Overview
Amid steep wooded slopes, on the road from Sulmona to Campo di Giove, Cansano appears high on a hill, squeezed into the valley between the Maiella and Mount Rotella.
The ideal destination for you, nature lovers.
The hamlet, in the province of L'Aquila, is surrounded by extensive beech forests inhabited by wolves and bears, which the Maiella National Park Authority observes and protects on a daily basis.
The animals are the true citizens of the area, who make this rugged and wild part of Abruzzo special, real and vital. You are on the western slope of the Mother Mountain, furrowed by paths and trails, which you can safely explore.
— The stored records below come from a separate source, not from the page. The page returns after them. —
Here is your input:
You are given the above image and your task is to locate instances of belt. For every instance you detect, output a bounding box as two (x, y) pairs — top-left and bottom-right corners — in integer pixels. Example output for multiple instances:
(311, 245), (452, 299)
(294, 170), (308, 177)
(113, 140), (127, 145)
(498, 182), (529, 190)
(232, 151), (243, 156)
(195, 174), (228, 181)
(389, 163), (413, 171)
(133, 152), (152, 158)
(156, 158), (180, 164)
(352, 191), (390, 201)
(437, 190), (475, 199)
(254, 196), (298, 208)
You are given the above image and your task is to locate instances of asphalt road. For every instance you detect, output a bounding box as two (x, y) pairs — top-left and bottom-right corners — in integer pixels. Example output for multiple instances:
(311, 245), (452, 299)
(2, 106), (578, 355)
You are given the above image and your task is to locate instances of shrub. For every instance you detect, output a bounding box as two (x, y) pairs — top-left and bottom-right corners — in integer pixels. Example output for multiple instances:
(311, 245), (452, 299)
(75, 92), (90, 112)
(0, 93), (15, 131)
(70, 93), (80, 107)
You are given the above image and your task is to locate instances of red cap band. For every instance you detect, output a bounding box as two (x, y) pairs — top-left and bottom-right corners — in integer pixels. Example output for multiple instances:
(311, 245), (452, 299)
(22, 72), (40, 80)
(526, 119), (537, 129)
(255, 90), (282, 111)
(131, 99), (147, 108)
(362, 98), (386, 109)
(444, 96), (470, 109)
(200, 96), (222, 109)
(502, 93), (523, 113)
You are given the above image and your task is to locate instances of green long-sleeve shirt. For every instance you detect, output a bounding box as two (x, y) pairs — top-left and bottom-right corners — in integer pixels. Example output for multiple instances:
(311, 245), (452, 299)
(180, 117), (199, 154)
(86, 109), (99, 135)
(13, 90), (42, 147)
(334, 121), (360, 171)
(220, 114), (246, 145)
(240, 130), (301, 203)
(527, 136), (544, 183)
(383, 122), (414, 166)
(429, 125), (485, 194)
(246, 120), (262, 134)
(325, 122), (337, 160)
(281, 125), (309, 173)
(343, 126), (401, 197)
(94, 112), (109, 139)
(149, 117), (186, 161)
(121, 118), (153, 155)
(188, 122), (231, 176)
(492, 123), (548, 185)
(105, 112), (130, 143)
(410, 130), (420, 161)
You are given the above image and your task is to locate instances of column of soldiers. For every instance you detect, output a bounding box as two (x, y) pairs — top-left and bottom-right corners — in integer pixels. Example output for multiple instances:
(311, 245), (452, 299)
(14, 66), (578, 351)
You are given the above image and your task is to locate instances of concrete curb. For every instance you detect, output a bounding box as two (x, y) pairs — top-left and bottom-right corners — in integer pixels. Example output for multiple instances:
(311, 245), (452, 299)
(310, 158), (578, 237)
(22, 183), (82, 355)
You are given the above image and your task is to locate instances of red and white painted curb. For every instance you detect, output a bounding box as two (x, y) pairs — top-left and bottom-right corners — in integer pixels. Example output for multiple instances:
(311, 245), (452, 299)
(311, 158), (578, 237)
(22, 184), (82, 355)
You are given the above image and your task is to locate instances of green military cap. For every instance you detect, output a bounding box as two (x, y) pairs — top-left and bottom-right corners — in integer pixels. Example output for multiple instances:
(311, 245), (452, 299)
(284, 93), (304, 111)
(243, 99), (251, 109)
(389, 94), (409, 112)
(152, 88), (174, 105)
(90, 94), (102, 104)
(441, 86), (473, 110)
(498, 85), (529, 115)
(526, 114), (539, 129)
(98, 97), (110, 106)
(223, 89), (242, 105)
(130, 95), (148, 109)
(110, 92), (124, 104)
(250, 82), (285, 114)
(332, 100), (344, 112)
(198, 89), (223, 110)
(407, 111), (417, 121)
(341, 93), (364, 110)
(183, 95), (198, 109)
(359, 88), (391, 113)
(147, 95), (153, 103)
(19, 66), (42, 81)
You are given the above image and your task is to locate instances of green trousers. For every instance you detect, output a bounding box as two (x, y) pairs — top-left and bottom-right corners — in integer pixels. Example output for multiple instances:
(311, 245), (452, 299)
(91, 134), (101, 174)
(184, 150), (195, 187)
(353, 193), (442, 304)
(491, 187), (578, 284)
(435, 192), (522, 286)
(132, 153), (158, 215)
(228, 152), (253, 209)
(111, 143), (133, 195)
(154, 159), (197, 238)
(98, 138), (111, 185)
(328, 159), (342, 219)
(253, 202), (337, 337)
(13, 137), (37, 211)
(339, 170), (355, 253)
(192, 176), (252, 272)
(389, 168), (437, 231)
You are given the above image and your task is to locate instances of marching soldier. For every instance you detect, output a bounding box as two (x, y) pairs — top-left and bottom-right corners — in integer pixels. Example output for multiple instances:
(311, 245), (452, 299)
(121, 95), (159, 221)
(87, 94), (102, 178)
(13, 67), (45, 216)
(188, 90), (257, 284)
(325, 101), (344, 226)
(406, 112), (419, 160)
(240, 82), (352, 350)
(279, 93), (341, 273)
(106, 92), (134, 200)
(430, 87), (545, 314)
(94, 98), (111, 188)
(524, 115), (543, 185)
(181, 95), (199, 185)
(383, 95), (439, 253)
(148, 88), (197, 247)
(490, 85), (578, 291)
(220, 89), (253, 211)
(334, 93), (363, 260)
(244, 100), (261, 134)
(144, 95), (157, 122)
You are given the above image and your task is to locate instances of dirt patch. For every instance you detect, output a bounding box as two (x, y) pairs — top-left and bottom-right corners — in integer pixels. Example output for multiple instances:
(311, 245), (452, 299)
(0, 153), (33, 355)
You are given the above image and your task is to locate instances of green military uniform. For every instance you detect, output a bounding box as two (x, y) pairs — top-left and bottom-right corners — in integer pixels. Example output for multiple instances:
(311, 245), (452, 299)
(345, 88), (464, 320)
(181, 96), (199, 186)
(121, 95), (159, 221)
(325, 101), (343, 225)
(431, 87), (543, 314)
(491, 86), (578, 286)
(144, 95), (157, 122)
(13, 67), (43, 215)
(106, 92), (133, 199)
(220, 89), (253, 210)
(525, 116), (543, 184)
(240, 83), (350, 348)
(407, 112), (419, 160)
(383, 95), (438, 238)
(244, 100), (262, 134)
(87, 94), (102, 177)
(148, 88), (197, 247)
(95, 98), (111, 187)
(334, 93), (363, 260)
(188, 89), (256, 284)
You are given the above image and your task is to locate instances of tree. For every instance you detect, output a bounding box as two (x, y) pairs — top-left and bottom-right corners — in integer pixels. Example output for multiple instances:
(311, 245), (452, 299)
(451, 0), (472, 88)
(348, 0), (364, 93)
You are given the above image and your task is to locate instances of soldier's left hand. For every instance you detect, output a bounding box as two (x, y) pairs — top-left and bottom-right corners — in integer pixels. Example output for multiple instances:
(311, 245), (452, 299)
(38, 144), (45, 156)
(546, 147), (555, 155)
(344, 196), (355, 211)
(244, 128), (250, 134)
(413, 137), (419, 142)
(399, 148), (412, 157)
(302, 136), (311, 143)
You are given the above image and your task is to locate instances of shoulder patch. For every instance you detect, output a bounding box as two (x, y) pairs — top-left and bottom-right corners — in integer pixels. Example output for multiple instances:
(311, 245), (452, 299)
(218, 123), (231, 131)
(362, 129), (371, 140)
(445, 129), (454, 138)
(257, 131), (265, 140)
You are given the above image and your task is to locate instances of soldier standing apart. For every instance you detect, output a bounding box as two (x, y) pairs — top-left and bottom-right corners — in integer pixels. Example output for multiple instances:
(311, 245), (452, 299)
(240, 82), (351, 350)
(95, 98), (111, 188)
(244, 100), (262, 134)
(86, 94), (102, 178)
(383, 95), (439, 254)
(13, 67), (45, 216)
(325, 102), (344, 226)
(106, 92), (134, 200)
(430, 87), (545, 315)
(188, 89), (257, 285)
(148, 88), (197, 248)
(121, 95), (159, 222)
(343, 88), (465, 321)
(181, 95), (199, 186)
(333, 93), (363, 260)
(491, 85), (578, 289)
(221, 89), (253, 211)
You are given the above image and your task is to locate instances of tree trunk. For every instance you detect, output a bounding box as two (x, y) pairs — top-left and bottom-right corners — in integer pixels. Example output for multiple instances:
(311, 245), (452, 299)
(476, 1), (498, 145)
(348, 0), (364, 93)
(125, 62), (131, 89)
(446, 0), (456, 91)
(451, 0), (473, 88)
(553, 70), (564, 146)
All the information, and related materials, is issued by the Park's Hiking Centre, in Cansano, where hiking instructors and medium-mountain guides from the Collegio Regionale Guide Alpine d'Abruzzo organize guided hikes in all seasons.
In the village, which has a medieval appearance, with the ruins of a castle evoking that era, visit the Documentation Centre in the main village square (open daily in summer). It houses artifacts from various excavation campaigns from the archaeological area of Ocriticum, not far from the village. In fact, this is a site of Italic-Roman age, with a necropolis and a sanctuary, located along the road that, skirting the slopes of the imposing fortified centre of Colle Mitra (the highest point of a hill system located in the southeastern end of the Peligna basin), connected the Roman city of Sulmo (Sulmona) with Sannio.
The ancient settlement had its heyday between the late 4th century B.C. and the mid-2nd century A.D.
Admire the museum's exhibition hall divided into seven showcases that collect pre-protohistoric material evidence, such as grave goods and especially votive objects found in temple deposits, clay figurines, heads, balsamware and glass fragments.
On the ground floor, you will find a permanent exhibition on emigration, especially that to America in the late 1800s and early 1900s that involved more than 1,500 Cansano citizens, with a rich collection of more than 500 images and dozens of documents. In one corner you will find the stories of Abruzzese personalities, men of letters and writers, who left their mark, such as John Fante or Pascal D'Angelo, whose families emigrated to America.
Of the village's churches, the only one that is open, but only for a few events during the year, is the one dedicated to San Nicola, protector of miners, shepherds and emigrants, whose cult is deeply felt by the community.
The others are waiting to become habitable again after the 2009 earthquake, and if you go back to Cansano you will be able to visit them.
While waiting, you should take care of yourself with traditional dishes, such as "sagne" and lamb meat. Just for starters.